Many of the surveyed students also said they like hands-on projects. However, only 26 percent said they were motivated by collaborating with classmates and 14 percent by seeing examples of people of their own race, ethnicity or gender in class materials.
Some teachers "struggle to explain topics in ways students can understand is they might not have a firm understanding of the content themselves," writes Langreo.
That's especially true of elementary teachers, who are generalists. Many don't understand math very well themselves, and don't enjoy teaching it.
Nearly 70 percent of middle and high school teachers say many of their students “didn’t learn all the basics in earlier grades,” according to the survey. It's hard to make STEM subjects understandable to students with a wobbly foundation in math and science.
Vygotsky's Zone of Proximal Development...lol...we called that instructional level.
"For years, teachers have been encouraged to minimize explicit teaching and talk as little as possible."
Not at the high school level.
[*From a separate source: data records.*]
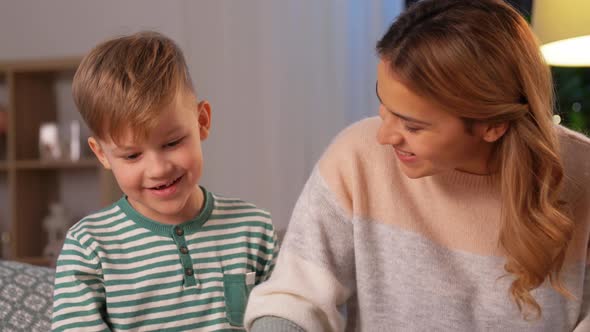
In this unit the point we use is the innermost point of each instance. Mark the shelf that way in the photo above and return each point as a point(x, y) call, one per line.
point(57, 164)
point(41, 65)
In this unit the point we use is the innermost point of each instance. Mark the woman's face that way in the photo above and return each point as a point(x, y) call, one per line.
point(426, 139)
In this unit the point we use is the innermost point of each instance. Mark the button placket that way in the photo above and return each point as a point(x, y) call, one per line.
point(185, 258)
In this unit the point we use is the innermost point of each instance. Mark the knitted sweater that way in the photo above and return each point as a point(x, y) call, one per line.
point(119, 270)
point(368, 249)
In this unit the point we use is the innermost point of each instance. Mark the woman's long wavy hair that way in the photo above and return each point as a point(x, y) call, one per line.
point(480, 61)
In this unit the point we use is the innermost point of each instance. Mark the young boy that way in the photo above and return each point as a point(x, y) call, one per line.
point(169, 255)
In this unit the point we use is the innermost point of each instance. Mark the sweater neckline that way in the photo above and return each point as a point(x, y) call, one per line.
point(189, 226)
point(468, 180)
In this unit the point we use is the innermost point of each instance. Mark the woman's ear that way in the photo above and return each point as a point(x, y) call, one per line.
point(491, 132)
point(98, 152)
point(204, 119)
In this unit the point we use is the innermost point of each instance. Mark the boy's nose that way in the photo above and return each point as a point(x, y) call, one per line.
point(158, 166)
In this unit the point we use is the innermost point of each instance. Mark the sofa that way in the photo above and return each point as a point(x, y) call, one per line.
point(26, 297)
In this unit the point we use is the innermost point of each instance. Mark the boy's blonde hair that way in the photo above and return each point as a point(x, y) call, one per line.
point(126, 82)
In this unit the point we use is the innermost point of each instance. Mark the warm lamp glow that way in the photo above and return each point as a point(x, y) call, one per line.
point(563, 27)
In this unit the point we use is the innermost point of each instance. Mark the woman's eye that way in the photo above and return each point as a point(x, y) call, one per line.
point(412, 129)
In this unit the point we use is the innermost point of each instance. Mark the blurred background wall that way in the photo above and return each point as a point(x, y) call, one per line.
point(283, 77)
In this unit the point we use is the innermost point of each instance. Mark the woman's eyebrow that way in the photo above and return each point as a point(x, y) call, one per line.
point(401, 116)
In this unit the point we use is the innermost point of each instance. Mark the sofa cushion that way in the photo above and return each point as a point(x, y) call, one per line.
point(26, 297)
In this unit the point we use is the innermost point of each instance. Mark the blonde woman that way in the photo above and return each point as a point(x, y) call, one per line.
point(463, 207)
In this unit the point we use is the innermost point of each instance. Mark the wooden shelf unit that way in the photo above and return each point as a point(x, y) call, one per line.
point(32, 184)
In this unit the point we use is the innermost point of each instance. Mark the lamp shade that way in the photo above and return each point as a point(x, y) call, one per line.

High school math instruction is overwhelmingly direct, explicit instruction.
When kids at the high school level say "teachers don't explain things" they are NOT complaining about inquiry instruction. They are saying literally that they don't understand the given explanation.
Different thing entirely. And it's not a matter of not knowing math facts, either. It's simply that kids who are weaker at math need slower instruction, which most high school math and science teachers don't give.
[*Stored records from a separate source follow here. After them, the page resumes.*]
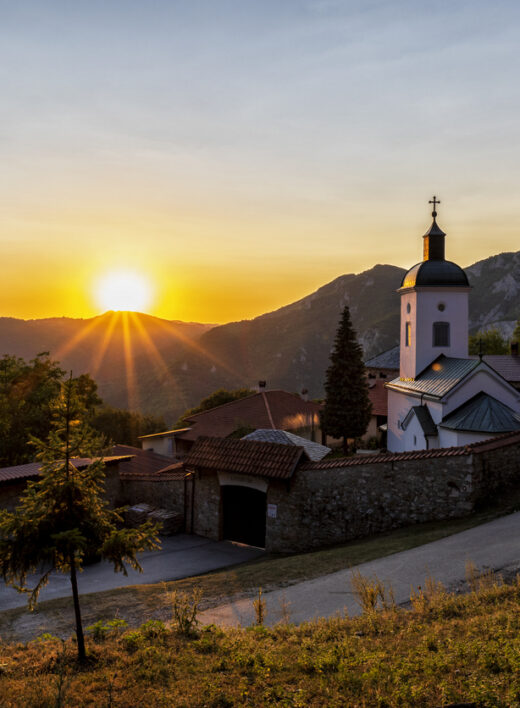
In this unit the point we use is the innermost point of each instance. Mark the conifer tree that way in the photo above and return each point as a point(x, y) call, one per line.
point(516, 333)
point(347, 409)
point(63, 513)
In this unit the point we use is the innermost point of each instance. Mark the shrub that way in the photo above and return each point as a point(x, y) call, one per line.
point(185, 607)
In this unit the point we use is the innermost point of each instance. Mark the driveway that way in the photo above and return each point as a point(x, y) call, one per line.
point(493, 545)
point(180, 557)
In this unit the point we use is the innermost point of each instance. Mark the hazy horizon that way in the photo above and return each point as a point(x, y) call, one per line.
point(238, 155)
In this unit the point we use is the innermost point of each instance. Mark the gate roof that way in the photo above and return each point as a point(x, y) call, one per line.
point(261, 459)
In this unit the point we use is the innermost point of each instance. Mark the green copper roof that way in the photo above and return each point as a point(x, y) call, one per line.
point(438, 378)
point(483, 414)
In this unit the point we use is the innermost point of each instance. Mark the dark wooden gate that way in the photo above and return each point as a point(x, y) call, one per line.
point(244, 511)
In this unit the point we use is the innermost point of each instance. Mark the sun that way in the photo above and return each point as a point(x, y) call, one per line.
point(123, 290)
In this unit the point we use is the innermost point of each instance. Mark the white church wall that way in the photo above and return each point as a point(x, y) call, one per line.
point(408, 348)
point(419, 310)
point(455, 303)
point(398, 406)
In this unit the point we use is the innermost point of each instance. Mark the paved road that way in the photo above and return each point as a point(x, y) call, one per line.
point(493, 545)
point(180, 557)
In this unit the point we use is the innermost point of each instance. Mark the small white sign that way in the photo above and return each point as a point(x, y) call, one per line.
point(271, 511)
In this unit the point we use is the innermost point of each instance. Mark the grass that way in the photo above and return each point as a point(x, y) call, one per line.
point(141, 602)
point(447, 649)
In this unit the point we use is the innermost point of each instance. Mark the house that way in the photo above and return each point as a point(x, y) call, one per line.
point(442, 397)
point(269, 409)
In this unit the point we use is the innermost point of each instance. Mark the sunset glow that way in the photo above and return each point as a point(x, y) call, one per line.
point(252, 153)
point(123, 290)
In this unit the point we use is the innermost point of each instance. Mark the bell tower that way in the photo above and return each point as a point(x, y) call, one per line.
point(434, 306)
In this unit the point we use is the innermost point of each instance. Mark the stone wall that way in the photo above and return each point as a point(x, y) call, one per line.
point(495, 469)
point(207, 506)
point(164, 494)
point(327, 506)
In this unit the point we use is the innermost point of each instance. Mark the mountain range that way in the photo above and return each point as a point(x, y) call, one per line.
point(164, 367)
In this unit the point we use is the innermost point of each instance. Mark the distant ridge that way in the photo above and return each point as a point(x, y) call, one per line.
point(176, 363)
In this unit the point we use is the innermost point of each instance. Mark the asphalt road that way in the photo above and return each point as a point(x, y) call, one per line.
point(180, 557)
point(493, 545)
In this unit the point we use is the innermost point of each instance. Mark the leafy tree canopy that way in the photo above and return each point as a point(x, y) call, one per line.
point(491, 342)
point(217, 398)
point(347, 408)
point(64, 513)
point(125, 427)
point(27, 390)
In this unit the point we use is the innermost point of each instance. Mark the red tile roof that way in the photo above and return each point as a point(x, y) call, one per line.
point(378, 396)
point(261, 459)
point(269, 409)
point(148, 465)
point(477, 448)
point(32, 469)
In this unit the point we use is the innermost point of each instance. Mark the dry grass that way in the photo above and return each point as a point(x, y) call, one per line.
point(141, 602)
point(450, 649)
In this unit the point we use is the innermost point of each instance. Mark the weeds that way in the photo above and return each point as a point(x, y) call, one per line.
point(372, 593)
point(426, 598)
point(259, 608)
point(185, 608)
point(285, 611)
point(101, 630)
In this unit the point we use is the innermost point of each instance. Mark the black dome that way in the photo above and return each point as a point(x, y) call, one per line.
point(435, 274)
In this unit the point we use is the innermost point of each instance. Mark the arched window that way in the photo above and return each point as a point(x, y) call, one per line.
point(408, 334)
point(441, 334)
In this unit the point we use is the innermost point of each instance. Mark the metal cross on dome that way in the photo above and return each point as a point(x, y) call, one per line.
point(434, 201)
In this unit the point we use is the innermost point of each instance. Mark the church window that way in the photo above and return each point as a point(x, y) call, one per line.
point(441, 334)
point(408, 334)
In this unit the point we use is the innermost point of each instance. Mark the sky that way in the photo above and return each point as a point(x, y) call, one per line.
point(239, 154)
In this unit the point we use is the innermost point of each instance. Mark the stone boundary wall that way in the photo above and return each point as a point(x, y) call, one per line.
point(331, 505)
point(164, 494)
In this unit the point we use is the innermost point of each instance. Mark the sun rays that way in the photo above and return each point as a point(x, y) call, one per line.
point(129, 343)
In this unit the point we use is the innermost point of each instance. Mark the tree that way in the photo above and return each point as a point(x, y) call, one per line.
point(347, 408)
point(488, 342)
point(26, 394)
point(64, 513)
point(217, 398)
point(125, 427)
point(516, 333)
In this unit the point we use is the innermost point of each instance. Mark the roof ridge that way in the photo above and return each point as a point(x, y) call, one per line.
point(504, 439)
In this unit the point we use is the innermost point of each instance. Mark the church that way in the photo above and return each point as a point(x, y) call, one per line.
point(443, 397)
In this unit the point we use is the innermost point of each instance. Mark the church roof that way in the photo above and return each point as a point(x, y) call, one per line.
point(435, 274)
point(438, 378)
point(482, 414)
point(388, 359)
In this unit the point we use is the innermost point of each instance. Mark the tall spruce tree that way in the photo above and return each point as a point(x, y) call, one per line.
point(347, 409)
point(63, 514)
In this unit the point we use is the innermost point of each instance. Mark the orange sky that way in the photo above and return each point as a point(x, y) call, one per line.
point(243, 157)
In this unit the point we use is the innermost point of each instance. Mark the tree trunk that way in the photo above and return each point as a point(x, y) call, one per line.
point(77, 611)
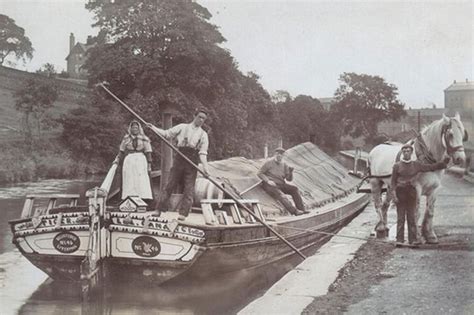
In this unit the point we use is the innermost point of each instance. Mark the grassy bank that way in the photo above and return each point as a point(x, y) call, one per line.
point(42, 160)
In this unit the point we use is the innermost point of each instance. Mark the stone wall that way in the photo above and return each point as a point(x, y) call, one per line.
point(13, 79)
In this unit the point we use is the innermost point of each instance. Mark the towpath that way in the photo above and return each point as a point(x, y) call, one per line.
point(365, 277)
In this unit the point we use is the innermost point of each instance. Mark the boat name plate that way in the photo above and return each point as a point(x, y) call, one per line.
point(146, 246)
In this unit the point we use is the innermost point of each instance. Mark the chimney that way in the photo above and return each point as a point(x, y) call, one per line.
point(72, 42)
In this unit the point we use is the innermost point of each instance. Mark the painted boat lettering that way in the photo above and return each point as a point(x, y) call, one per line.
point(66, 242)
point(146, 246)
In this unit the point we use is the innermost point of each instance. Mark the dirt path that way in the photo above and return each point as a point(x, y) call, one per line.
point(431, 279)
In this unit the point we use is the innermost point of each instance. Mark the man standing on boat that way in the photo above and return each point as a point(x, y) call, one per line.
point(404, 192)
point(273, 175)
point(193, 142)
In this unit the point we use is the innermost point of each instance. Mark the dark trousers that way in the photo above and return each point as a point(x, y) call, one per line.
point(278, 193)
point(182, 173)
point(406, 208)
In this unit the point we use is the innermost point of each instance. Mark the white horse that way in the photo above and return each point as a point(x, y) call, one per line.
point(441, 138)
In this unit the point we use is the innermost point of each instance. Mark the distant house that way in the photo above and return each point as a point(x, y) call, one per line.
point(459, 97)
point(77, 57)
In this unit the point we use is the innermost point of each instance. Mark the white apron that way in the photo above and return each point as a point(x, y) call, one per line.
point(135, 179)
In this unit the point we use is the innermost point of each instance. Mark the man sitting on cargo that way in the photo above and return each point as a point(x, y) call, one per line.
point(273, 174)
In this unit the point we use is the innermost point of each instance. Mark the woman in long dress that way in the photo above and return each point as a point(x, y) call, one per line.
point(135, 150)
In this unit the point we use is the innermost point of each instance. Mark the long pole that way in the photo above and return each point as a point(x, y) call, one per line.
point(229, 193)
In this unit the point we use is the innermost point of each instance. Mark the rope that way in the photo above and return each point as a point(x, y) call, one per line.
point(339, 235)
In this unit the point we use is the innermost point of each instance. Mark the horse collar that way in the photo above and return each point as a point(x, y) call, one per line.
point(422, 152)
point(445, 140)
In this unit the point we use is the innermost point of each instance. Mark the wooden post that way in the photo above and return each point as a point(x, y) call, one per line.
point(166, 151)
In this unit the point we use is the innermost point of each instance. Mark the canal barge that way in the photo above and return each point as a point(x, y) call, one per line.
point(124, 242)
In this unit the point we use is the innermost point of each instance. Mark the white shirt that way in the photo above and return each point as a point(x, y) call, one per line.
point(187, 135)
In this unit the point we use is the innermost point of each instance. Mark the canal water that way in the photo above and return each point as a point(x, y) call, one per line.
point(24, 289)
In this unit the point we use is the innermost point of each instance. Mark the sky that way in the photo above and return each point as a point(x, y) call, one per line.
point(303, 46)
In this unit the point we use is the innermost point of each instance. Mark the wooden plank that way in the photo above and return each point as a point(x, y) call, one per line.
point(228, 201)
point(55, 196)
point(234, 210)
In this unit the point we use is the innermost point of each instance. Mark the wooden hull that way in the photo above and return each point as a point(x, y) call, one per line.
point(158, 250)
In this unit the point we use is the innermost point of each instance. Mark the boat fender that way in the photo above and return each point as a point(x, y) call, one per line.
point(36, 221)
point(146, 224)
point(128, 219)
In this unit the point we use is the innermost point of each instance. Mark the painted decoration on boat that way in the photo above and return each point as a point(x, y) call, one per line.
point(66, 242)
point(146, 246)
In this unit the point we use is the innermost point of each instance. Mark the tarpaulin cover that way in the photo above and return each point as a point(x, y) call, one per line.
point(318, 177)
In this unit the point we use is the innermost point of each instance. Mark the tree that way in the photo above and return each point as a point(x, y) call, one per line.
point(13, 40)
point(33, 100)
point(155, 53)
point(301, 120)
point(47, 70)
point(94, 132)
point(363, 101)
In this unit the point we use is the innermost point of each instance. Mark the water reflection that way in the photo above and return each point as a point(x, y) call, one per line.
point(221, 294)
point(23, 289)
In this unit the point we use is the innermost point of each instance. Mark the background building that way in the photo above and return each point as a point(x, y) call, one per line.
point(77, 57)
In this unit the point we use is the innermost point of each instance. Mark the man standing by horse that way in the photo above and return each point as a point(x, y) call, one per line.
point(404, 191)
point(192, 142)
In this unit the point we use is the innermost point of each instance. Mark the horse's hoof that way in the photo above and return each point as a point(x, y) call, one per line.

We have used a constructivist curriculum for years and have had great success. Could the students have learned more with direct instruction? Possibly. Let me talk about the curriculum, though. The students are guided through a series of questions. Those questions are structured on Vygotsky's Zone of Proximal Development. They are questions the students can answer, based on their prior knowledge. The questions then progress through an increasingly complex structure leading to a more advanced idea. Keep in mind that I am circulating through the classroom asking questions, making suggestions, etc, throughout this process. Example from this past week's lessons.
Step 1: Using blocks, find the volume of a variety of prisms (congruent top and bottom, connected by rectangles). A…
The first gatekeeper is an ability to read. The second is knowledge of addition and multiplication facts. Any student who has these will have a much easier time in school.